At face value Ryu Murakami’s Piercing is at least as shocking throughout as the infamous scene in In the Miso Soup. Kawashima Masayuki has a respectable, well-regarded career in advertising and is married to a beautiful wife and has a new baby daughter, both of whom he adores. Yet Kawashima suffers from night terrors and is overcome by the fear that he may lose control and give in to an overwhelming urge to kill his daughter with an ice pick. The root of his psychological problems lies in his history as a child abused at the hands of his mother and, although he now leads a life he could hardly have dreamed of previously, he is still haunted by his past.

Kawashima decides that the only way to purge himself of this desire is to kill somebody else and so he devises a plan to murder a prostitute and goes to great lengths to cover his tracks. In doing so he comes into contact with the rather murky world of the Tokyo sex industry, territory that will be familiar to those who have read In the Miso Soup (and, indeed, much other contemporary Japanese fiction).

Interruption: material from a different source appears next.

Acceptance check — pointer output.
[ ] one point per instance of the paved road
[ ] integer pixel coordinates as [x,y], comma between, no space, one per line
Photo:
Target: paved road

What follows is, on the one hand, a fast-paced thriller as the story moves towards its inevitable violent climax, and yet at the same time this is a very funny novel (of course, the dividing line between horror and comedy is a thin one). From the very beginning every aspect of Kawashima’s meticulous planning goes awry and the whole thing descends into high farce, driven by the respectable and anxious Kawashima’s engagement with the underbelly of Tokyo society and his  inability to operate in a world of violence and sleaze.

In this book Murakami seems more relaxed and in control as a writer. In the Miso Soup is a powerful novel to be sure, but Piercing seems more masterly to me, as he successfully walks that tightrope between the two genres, dipping his toe into each and, seemingly, relishing in his teasing of his readers.